To put it differently, the initial review didn’t find that these individuals had a record that prevented them from buying a gun.
Still that isn’t the end of the story. Of these 4,681 referrals, over 51 percent, or 2,390 cases, involve “delayed denials,” cases where a check hasn’t even been completed.
Of the rest, 2,291 covered cases where initial reviews indicated that the person should have been denied buying a gun. But the government admits that upon further review another 572 of these referrals were found “not [to be] a prohibited person,” leaving about 4,154 cases.
That implies an initial false positive rate of roughly 94.2 percent. And it still doesn’t mean that the government hasn’t made a mistake on the remaining cases. In some cases for example, a person’s criminal record was supposed to be expunged, and it had not been?
Up until this point, no discretion about the merits of the case has entered the picture. If a review of the records indicates that some individuals are prohibited individuals, they are included. But of these 4,154 cases, only 140 cases involving banned individuals trying to purchase guns being referred to prosecutors, just 60 of which involved providing false information when buying a firearm.
Of those 140 cases, prosecutors thought the evidence was strong enough to bring a case only 77 times.
Prosecution may be declined either because further investigation revealed that the individuals were prohibited from owning a gun, because false information hadn’t knowingly been provided, or prosecutors didn’t believe that the cases “merited” prosecution. But if these people were indeed prohibited from owning a gun and they left that information off their NICS form, it is relatively easy for authorities to prove they knowingly concealed that information.
The most frequently claimed reasons that people failed the background checks are “restraining orders, domestic violence misdemeanors, non-immigrant aliens, violent felonies, warrants, and indictments.”
How hard is it for prosecutors to prove that someone hadn’t accidentally forgotten a conviction for a violent felony or omitted a restraining order?
While prosecutors tend to go forward with their strongest cases, those prosecuted are often not found guilty. By the end of 2010, prosecutors had only 32 convictions or pleas agreements, and only 13 of those involved falsified information when buying a gun or illegal possession of a gun, that translates into just 0.018 percent of the 71,010 initial denials.
So we have two estimates of the false positive rate: 94.2 percent or 99.98 percent. The first estimate is obviously too low, it assumes that all the cases identified up to that point are accurate.
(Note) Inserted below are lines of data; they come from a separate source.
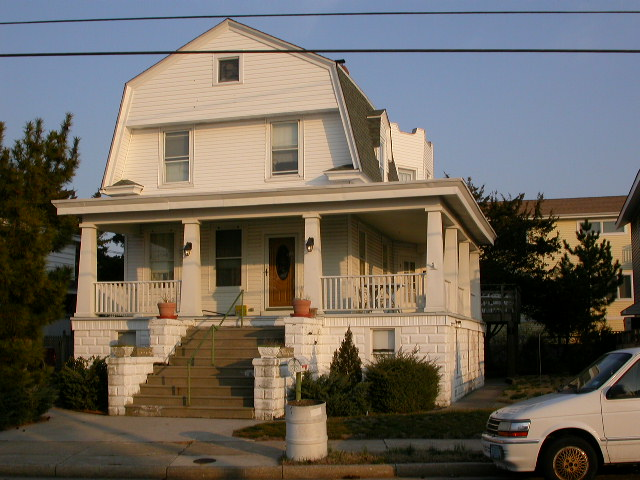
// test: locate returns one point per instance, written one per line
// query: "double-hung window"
(177, 156)
(161, 256)
(227, 69)
(285, 148)
(228, 258)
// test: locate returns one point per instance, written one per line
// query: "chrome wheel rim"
(571, 463)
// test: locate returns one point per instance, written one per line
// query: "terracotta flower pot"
(167, 309)
(301, 307)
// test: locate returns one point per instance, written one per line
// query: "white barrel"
(306, 430)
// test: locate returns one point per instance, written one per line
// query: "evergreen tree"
(35, 171)
(524, 249)
(584, 283)
(346, 360)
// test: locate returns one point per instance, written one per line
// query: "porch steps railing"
(221, 391)
(131, 298)
(404, 292)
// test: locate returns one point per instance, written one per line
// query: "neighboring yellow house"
(602, 212)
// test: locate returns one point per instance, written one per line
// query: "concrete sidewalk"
(71, 444)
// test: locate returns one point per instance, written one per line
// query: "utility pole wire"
(326, 14)
(316, 51)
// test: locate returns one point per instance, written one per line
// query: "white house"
(233, 171)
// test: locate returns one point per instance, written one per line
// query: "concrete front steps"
(224, 390)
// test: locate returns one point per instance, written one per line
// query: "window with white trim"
(625, 290)
(602, 226)
(406, 174)
(229, 258)
(285, 148)
(161, 256)
(177, 156)
(227, 69)
(383, 341)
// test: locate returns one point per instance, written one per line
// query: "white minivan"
(593, 420)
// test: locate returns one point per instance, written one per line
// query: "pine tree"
(584, 283)
(35, 171)
(346, 360)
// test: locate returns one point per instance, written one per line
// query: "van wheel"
(569, 458)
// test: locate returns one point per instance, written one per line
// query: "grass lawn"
(398, 455)
(435, 424)
(447, 424)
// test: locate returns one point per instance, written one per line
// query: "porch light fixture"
(309, 244)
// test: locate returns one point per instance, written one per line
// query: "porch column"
(190, 292)
(464, 280)
(435, 262)
(313, 260)
(87, 271)
(474, 274)
(451, 269)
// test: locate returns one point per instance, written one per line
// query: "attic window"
(228, 69)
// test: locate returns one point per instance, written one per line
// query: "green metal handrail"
(213, 329)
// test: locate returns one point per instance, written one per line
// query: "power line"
(327, 14)
(328, 50)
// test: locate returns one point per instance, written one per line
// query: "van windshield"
(597, 373)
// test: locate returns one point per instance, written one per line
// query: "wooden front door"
(282, 264)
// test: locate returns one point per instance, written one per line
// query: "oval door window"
(283, 262)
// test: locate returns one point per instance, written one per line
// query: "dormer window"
(284, 148)
(177, 156)
(228, 69)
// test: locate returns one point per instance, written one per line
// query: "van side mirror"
(618, 391)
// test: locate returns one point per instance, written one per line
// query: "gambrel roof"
(196, 102)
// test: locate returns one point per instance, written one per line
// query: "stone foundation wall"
(125, 376)
(95, 336)
(455, 343)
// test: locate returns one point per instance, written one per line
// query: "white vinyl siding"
(181, 88)
(234, 155)
(413, 152)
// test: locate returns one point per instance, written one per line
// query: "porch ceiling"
(402, 225)
(396, 209)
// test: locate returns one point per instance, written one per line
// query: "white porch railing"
(134, 298)
(390, 292)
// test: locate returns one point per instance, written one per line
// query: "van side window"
(628, 386)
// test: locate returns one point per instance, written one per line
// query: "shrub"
(24, 383)
(343, 397)
(403, 383)
(83, 384)
(346, 360)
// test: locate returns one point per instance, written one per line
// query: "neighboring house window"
(228, 69)
(228, 258)
(383, 341)
(602, 226)
(284, 148)
(624, 291)
(386, 257)
(406, 174)
(177, 148)
(161, 256)
(362, 252)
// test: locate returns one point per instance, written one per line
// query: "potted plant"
(306, 421)
(269, 348)
(301, 305)
(167, 308)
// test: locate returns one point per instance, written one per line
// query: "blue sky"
(564, 125)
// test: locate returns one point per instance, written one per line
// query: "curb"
(283, 472)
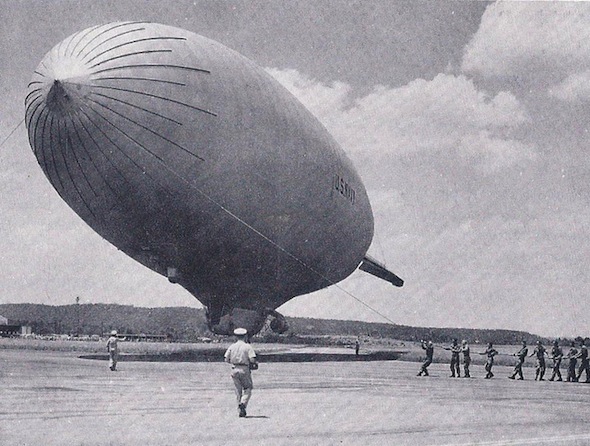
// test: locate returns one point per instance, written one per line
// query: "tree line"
(189, 324)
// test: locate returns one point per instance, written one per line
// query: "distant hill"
(183, 323)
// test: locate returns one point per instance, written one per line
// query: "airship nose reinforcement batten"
(196, 163)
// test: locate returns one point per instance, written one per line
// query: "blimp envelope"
(195, 162)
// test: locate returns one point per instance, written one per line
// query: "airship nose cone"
(65, 82)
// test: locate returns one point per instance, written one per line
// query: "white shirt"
(240, 353)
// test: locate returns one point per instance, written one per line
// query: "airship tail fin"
(375, 268)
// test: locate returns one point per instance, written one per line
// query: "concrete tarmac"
(55, 398)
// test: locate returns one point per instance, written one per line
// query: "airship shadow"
(216, 355)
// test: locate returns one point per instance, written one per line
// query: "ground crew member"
(455, 350)
(466, 357)
(522, 354)
(540, 368)
(572, 355)
(490, 353)
(429, 354)
(113, 350)
(556, 355)
(242, 358)
(584, 365)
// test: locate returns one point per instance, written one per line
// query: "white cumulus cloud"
(447, 113)
(519, 38)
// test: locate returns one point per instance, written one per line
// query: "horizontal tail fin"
(375, 268)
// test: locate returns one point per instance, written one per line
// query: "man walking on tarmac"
(429, 353)
(455, 351)
(584, 365)
(490, 353)
(113, 350)
(242, 358)
(522, 354)
(556, 355)
(466, 357)
(572, 355)
(539, 353)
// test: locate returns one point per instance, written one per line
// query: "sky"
(467, 121)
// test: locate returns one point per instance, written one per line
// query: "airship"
(195, 162)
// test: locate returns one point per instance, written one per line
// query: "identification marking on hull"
(344, 188)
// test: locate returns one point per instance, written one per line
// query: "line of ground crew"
(556, 354)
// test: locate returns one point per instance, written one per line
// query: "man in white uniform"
(113, 349)
(242, 357)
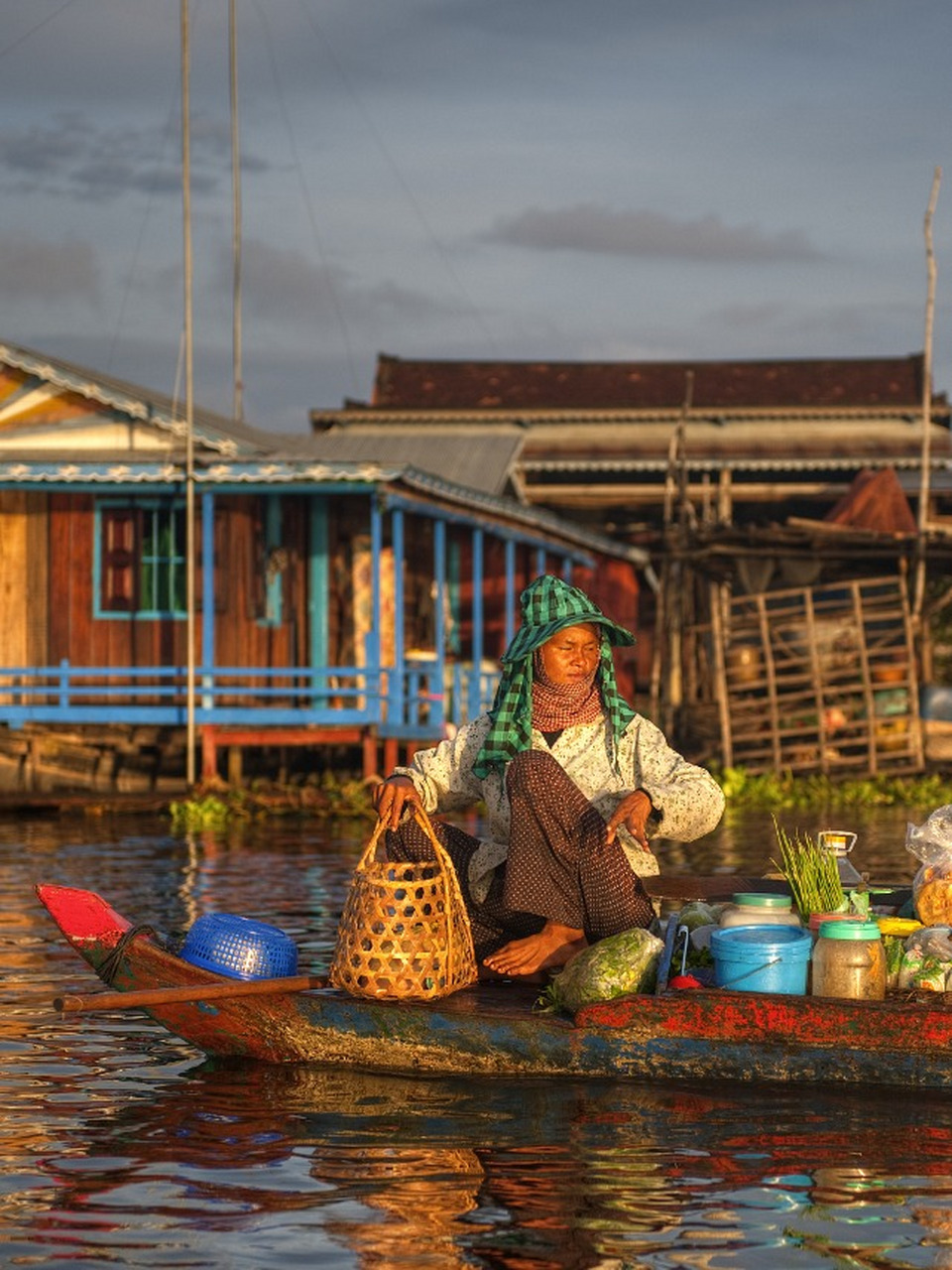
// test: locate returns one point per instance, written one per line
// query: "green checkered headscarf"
(548, 604)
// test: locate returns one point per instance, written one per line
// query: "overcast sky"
(531, 180)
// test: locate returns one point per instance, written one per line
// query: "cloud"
(601, 230)
(37, 270)
(71, 157)
(285, 285)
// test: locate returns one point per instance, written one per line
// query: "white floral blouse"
(688, 802)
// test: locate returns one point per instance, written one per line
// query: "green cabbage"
(613, 966)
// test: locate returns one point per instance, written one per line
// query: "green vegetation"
(794, 793)
(216, 806)
(811, 873)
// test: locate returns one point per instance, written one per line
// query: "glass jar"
(751, 908)
(839, 843)
(849, 960)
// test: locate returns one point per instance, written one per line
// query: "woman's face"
(571, 654)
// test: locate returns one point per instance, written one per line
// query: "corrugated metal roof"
(502, 385)
(137, 403)
(480, 460)
(309, 474)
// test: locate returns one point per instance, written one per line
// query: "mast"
(189, 409)
(238, 375)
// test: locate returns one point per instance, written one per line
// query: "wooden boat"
(494, 1030)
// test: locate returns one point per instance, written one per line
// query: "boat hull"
(493, 1029)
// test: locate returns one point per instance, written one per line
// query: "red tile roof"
(821, 384)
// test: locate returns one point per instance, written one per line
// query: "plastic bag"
(612, 968)
(932, 887)
(927, 960)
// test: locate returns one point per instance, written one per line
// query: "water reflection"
(119, 1146)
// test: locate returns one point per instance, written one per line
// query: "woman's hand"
(633, 812)
(391, 797)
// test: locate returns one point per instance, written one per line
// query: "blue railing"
(416, 701)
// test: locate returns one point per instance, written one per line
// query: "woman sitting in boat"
(574, 784)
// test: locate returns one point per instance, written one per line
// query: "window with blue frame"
(140, 559)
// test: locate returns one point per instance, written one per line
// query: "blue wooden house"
(339, 589)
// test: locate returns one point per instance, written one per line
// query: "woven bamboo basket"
(404, 934)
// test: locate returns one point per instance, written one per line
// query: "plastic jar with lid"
(849, 960)
(751, 908)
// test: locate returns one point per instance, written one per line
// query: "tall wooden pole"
(238, 372)
(925, 461)
(189, 409)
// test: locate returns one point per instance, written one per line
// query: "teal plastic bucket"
(762, 957)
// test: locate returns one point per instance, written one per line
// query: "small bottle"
(751, 908)
(839, 843)
(849, 960)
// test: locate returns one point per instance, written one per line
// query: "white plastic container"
(751, 908)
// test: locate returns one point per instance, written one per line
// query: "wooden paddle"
(189, 992)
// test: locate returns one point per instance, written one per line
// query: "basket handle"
(445, 865)
(424, 822)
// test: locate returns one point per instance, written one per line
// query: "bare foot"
(551, 948)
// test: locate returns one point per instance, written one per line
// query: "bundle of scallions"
(811, 873)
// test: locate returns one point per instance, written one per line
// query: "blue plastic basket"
(240, 948)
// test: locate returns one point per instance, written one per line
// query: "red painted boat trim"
(705, 1034)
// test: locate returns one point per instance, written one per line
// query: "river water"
(121, 1146)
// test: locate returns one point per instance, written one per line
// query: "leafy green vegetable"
(608, 969)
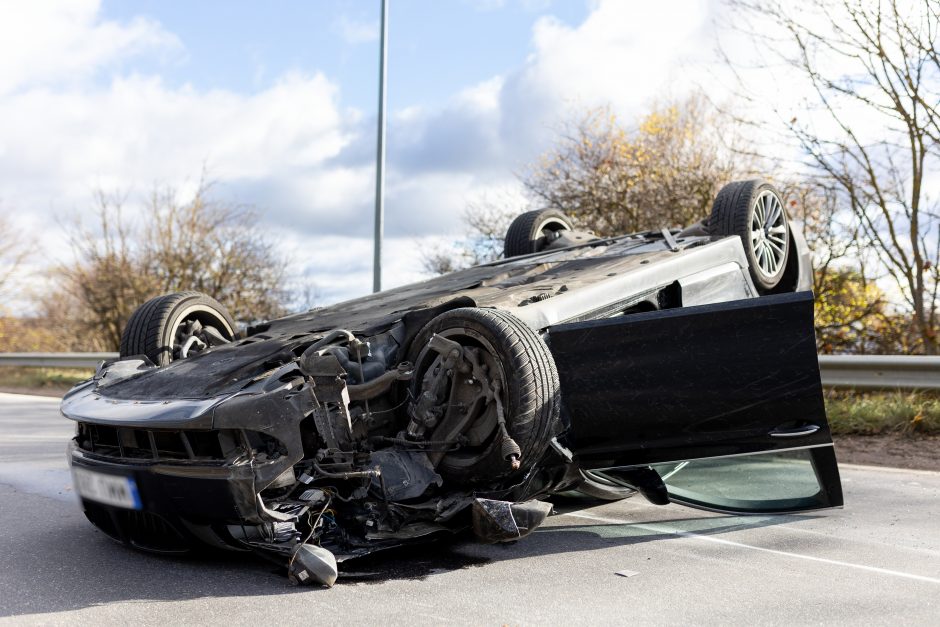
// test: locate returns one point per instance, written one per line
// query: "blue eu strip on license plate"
(108, 489)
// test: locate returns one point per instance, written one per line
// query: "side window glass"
(778, 481)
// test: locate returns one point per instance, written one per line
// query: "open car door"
(715, 406)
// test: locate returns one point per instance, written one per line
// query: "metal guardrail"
(862, 372)
(880, 372)
(55, 360)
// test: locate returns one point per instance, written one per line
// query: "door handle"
(794, 432)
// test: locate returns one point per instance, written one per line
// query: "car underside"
(657, 363)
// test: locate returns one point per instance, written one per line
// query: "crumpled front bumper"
(180, 505)
(187, 494)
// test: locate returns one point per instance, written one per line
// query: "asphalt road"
(875, 562)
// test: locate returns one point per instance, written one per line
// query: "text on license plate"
(107, 489)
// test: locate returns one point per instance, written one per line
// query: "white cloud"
(356, 31)
(292, 148)
(46, 42)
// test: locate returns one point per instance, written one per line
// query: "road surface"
(875, 562)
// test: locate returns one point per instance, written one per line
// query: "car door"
(716, 406)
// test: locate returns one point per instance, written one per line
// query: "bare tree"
(486, 222)
(665, 172)
(874, 71)
(14, 250)
(611, 179)
(199, 244)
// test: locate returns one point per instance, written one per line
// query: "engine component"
(405, 474)
(504, 521)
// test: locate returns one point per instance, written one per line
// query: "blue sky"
(435, 48)
(277, 102)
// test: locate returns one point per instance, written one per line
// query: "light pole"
(380, 156)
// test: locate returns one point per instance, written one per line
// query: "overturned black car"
(677, 364)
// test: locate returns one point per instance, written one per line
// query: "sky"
(277, 103)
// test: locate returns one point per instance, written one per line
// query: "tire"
(152, 329)
(530, 390)
(527, 234)
(743, 205)
(599, 488)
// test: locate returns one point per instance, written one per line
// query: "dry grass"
(875, 413)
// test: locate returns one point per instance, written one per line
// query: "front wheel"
(175, 326)
(754, 211)
(532, 231)
(491, 395)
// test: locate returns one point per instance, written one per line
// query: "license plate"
(107, 489)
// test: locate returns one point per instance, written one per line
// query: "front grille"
(211, 445)
(167, 445)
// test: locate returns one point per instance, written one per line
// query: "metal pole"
(380, 157)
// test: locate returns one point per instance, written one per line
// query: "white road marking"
(659, 528)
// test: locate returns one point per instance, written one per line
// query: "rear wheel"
(176, 326)
(532, 231)
(753, 210)
(511, 363)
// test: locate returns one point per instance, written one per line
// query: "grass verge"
(850, 413)
(877, 413)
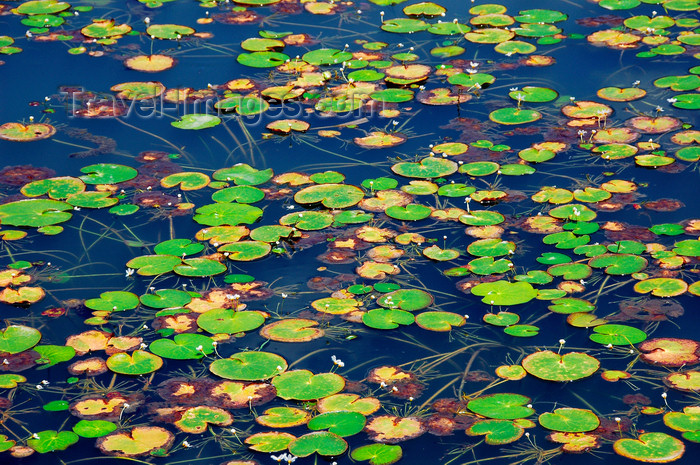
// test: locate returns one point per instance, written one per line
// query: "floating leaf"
(569, 420)
(304, 385)
(552, 366)
(501, 406)
(650, 448)
(249, 366)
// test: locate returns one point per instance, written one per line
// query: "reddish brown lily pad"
(150, 63)
(686, 381)
(380, 140)
(389, 429)
(670, 352)
(18, 132)
(651, 125)
(139, 441)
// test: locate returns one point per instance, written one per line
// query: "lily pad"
(304, 385)
(552, 366)
(249, 366)
(650, 448)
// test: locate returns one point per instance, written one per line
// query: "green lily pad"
(283, 417)
(406, 299)
(113, 301)
(496, 432)
(106, 173)
(570, 420)
(227, 214)
(387, 318)
(522, 330)
(504, 292)
(304, 385)
(341, 423)
(650, 448)
(501, 406)
(662, 287)
(249, 366)
(196, 420)
(93, 428)
(246, 251)
(152, 265)
(411, 212)
(196, 121)
(268, 442)
(621, 264)
(56, 406)
(51, 441)
(34, 212)
(439, 321)
(378, 454)
(183, 347)
(487, 265)
(292, 330)
(501, 318)
(482, 218)
(617, 335)
(18, 338)
(11, 380)
(199, 267)
(330, 195)
(137, 363)
(491, 248)
(166, 298)
(326, 56)
(404, 25)
(552, 366)
(169, 31)
(243, 174)
(479, 168)
(262, 59)
(322, 442)
(52, 355)
(104, 28)
(139, 440)
(569, 305)
(688, 248)
(430, 167)
(511, 116)
(42, 7)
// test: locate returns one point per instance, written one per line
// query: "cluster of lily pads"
(198, 350)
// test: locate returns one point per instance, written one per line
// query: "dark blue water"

The second estimate is obviously too high, it only counts as prohibited individuals those who have been proven so beyond a reasonable doubt in a court of law. These numbers are just one of the reason that no study by criminologists or economists has found that the federal Brady Law has reduced national crime rates.
Of course, being falsely labeled as being ineligible to own a gun isn’t the only cost imposed on law-abiding Americans. Even those who aren’t prevented from buying a gun face delays in getting approved.
Eight percent of the National Instant Criminal Background Check System checks are “not resolved immediately.” Two-thirds of those checks take up to three business days, and the rest take even longer, though these further delays can’t stop one from obtaining a gun at that point.